Home > Pustaka

Meneladani Jejak Teladan Hadratussyekh Hasyim Asyari dan KH Chudhlori

Para guru senantiasa memberikan contoh dan teladan bagi murid-muridnya.

Meneladani Jejak Teladan Hadratussyekh Hasyim Asy’ari dan KH Chudhlori

SAJADA.ID--KH Chudhlori merupakan salah satu santri dari Hadratussyekh Hasyim Asy’ari. Dengan demikian, sanad keilmuannya tersambung langsung kepada Rasulullah ﷺ — sebuah mata rantai keilmuan yang tidak diragukan lagi. Maka tidak heran, dalam tradisi pesantren, ada tata krama dan adab khusus dalam mencari ilmu (tholabul ‘ilmi).

Para ulama terdahulu, termasuk Hadratussyekh Hasyim Asy’ari, telah mempersiapkan sistem pendidikan pesantren agar para santri kelak menjadi generasi penerus bangsa yang bermanfaat, baik di dunia maupun di akhirat.

Berikut ini beberapa bimbingan dan nasihat penting, khususnya bagi para wali santri, agar putra-putrinya sukses dalam menuntut ilmu di pesantren:


1. Niat yang Ikhlas dan Tulus

Segalanya harus dimulai dengan niat yang benar. Dalam petuah para leluhur dikatakan:

"Yen siro mondok, kudu dibarengi kanthi niat cengkir (kencenge pikir)."

Artinya, jika seseorang ingin mondok, harus dibarengi dengan niat yang kuat, tulus, dan ikhlas semata-mata karena Allah.

Hadratussyekh Hasyim Asy’ari selalu menasihatkan kepada wali santri yang sowan kepadanya agar anak yang akan mondok diniatkan untuk mencari ridha Allah SWT, menjernihkan hati, dan mendekatkan diri kepada-Nya. Bukan untuk sekadar mencari dunia seperti pangkat atau harta.

Maka dari itu, sebelum masuk pesantren, sebaiknya anak disowankan atau dipasrahkan terlebih dahulu kepada kiai.


2. Orang Tua sebagai Teladan

Orang tua dan guru adalah figur teladan bagi anak-anak. Jika orang tua selalu gelisah, rindu, atau “kangen berat” kepada anaknya di pondok, hal ini bisa memengaruhi ketenangan batin sang anak. Istilahnya, “nyetrum”—karena hati anak bisa ikut resah jika orang tua tidak tenang.

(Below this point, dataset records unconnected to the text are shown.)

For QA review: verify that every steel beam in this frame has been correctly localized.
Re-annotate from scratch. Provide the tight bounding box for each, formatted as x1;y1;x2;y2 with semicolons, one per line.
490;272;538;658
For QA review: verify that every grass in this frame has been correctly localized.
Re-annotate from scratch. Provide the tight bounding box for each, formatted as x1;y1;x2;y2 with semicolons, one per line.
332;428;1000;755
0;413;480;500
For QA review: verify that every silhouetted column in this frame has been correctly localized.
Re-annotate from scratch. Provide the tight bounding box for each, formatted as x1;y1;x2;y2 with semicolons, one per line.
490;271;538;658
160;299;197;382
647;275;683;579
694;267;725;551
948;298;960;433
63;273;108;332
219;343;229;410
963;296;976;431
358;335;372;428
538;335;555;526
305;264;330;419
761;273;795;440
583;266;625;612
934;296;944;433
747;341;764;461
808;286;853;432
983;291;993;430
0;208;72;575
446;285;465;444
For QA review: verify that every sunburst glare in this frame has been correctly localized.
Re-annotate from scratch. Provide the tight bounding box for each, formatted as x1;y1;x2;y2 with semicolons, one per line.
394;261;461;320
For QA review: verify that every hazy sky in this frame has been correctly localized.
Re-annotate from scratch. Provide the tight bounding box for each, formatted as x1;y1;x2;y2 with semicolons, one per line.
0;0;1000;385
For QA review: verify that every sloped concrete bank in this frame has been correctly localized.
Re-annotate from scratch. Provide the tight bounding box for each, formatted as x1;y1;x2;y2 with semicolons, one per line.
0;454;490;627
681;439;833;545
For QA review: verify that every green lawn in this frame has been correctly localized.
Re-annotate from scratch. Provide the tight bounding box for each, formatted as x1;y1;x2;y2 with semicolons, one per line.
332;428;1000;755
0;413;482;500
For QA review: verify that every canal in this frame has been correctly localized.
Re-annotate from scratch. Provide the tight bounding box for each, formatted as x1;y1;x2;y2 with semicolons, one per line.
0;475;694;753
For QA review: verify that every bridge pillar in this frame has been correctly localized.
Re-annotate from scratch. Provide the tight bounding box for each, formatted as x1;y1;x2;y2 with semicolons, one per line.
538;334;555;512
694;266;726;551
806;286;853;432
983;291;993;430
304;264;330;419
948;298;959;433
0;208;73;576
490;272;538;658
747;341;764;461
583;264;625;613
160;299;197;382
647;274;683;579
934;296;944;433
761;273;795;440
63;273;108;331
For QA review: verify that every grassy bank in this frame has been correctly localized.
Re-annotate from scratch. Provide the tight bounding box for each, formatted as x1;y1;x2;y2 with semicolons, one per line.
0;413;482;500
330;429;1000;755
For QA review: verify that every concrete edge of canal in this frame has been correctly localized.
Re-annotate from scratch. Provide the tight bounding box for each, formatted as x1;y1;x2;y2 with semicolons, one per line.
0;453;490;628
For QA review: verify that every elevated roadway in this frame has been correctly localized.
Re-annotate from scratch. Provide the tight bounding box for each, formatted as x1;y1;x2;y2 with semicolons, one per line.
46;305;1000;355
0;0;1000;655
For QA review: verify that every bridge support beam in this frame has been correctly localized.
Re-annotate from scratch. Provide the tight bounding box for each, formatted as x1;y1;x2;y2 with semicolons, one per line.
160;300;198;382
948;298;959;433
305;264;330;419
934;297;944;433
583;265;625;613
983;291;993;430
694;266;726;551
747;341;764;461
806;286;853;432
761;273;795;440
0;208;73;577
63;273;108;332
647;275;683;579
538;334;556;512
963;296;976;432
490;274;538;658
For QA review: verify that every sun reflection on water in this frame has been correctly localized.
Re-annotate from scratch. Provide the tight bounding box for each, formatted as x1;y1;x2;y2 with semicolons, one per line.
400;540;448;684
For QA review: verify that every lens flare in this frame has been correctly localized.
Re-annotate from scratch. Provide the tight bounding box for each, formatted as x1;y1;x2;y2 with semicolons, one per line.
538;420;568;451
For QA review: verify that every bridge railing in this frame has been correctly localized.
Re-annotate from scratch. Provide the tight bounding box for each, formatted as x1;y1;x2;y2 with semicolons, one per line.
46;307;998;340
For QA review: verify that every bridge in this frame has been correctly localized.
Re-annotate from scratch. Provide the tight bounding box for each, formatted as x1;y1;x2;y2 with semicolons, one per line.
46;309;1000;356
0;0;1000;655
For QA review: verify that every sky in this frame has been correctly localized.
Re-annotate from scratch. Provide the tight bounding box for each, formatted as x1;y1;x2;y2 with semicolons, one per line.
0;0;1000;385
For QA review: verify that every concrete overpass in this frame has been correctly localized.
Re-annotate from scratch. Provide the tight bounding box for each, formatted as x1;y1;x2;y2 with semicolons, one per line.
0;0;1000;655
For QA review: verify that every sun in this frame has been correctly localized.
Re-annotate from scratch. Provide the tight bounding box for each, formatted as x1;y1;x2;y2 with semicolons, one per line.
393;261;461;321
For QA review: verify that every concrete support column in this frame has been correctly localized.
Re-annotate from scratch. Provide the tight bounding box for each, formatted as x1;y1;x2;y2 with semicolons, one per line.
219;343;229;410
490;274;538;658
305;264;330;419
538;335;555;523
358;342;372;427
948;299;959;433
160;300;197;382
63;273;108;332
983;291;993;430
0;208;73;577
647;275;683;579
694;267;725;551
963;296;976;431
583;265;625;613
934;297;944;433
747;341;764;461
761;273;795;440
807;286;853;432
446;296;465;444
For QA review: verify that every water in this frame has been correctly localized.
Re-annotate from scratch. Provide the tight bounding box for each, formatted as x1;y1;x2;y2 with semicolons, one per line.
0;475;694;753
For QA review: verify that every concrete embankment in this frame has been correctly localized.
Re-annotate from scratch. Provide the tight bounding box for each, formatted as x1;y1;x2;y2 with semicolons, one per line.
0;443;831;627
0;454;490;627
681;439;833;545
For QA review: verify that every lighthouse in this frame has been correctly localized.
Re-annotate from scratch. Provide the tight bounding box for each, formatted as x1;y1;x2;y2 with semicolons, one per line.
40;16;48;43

Bahkan dalam banyak kasus, santri yang bermasalah di pondok ternyata berasal dari rumah tangga yang juga bermasalah. Maka di Pesantren Tegalrejo, diberlakukan aturan tidak boleh dijenguk selama 41 hari pertama. Fakta menunjukkan aturan ini sangat efektif membentuk ketahanan mental santri.


3. Pasrah dan Berbaik Sangka kepada Sistem Pesantren

Ketika Hadratussyekh Hasyim Asy’ari nyantri kepada Syaikhona Kholil Bangkalan, beliau kerap ditugaskan untuk menggembala, membersihkan kandang, dan tugas-tugas khidmah lainnya. Namun beliau tidak pernah ngersulo (mengeluh).

Sikap ta’dzim ini dilakukan agar mendapatkan keberkahan dan doa dari guru. Keberhasilan di pesantren tidak diukur dari nilai rapor semata, tetapi dari sejauh mana seorang santri mampu mengamalkan ilmunya dan menjadi pribadi yang bermanfaat.

Karena itu, wali santri harus pasrah dan tidak mudah su’udzon (berburuk sangka) terhadap aturan, sistem keamanan, fasilitas, dan kebijakan pondok.